Zarch/Virus was just just baffling back in the 80s/early 90s. It was one of the first 3D games and actually used 3D lighting effects like shadowing. It was first released as a exclusive graphics demo to expensive archimedes computer and later ported to amiga, atari st and pc.

Great choice - and made by david braben (mr Elite) too...
 
I always have a fascination to amazing game running on limited hardwares so Animal Crossing Wild World is always been my "how did they pull this game off?" gamewise(not just graphically).

The sea animation(and how it touch the shore), the amount of expresion of almost a hundred character, almost a hundred Music(including KK slider live music and the radio versions) all fit into a 32 MB total file size is amazing

And Kirbys Epic Yarn still boggles me(on a technical level).
 
First minutes of God of War III. other sections of the game was amazing too, but first boss fight was something out of console's power!
 
All the old, pre-polygonal racers used the same psudo-3d technique for the road. It's not sprite scaling for the road, but a raster effect. Only other cars and roadside objects use sprites.

http://www.extentofthejam.com/pseudo/

Thanks for posting this. I remember reading that from a previous thread.
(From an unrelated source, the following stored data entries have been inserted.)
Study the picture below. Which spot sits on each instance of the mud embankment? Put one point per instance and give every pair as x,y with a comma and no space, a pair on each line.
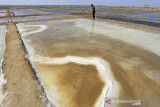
22,86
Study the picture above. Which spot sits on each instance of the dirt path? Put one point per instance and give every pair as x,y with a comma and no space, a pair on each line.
22,87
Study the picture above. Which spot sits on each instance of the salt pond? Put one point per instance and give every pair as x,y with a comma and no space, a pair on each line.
79,62
2,47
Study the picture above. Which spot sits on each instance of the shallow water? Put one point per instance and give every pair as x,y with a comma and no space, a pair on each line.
2,47
74,50
27,12
29,18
Also thank you to whoever originally discovered the technique and thank you for CRTs using raster scanning - without which we would not have had many amazing games, which relied on fucking about with it :)
 
Xbox version of Wreckless Yakuza made me ask that question. Had lots of particle effects, vehicle damage, realtime reflections, etc etc. The replays looked too good.
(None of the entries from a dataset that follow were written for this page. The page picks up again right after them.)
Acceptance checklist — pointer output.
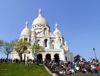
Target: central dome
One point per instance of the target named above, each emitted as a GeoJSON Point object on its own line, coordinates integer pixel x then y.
{"type": "Point", "coordinates": [40, 20]}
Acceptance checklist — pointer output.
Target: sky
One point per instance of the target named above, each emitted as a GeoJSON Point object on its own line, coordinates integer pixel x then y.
{"type": "Point", "coordinates": [78, 21]}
There's also the sequel which seems to improve on the tech they had with the previous game. I think they had tone mapping + hdr there amonh other effects on the xbox and it was 720p too.

Wreckless on Xbox looked like magic - I think a combination of the focus effects and lighting absolutely blew me away when I first played it. It honestly looked like nothing else on the machine at the time.
 
Delta Force 2: Voxel-based terrain, all covered in grass, almost unlimited draw distance. That was really mindblowing at the time.

Ori and the blind forest: All the effects are so organic, natural, almost never feels like ordinary particle stuff you see in most games. And the cutscenes that run real-time, but look like animated movie.

GTA 5 - stained glass window: Couldn't find the image, but in Michael's house there's a stained glass window that reacts to light as it should: it illuminates not only the room, but also the character. If you move close to it, you can see different coloured shapes on yourself, but moving further the shapes start to blur, while eventually all blend into white colour. It's amazing how they managed to add this into a huge open world game while other linear games don't even consider doing it.
 
The Last of Us didn't impress me as much as Uncharted 2 and 3. Those game running on PS3 is completely insane imo.
 
Only game that made me reel back then and reel back now with equal levels of spat-out water is, forever and always, Silent Hill 3 for the PS2.

Seriously. It's a piece of work, that one. Team Silent weren't just wizards -- they were got-damn architects.
 
The Uncharted 4 story trailer.

Christ

In "how it was done" perspective, i don't really find this or most other new games difficult to understand at all. It's just iteration from earlier graphics heavy games. Higher quality assets, image post-processing, motion capture etc.
 
I don't think the OP was asking about how some games managed to produce good graphics quality on limited hardware.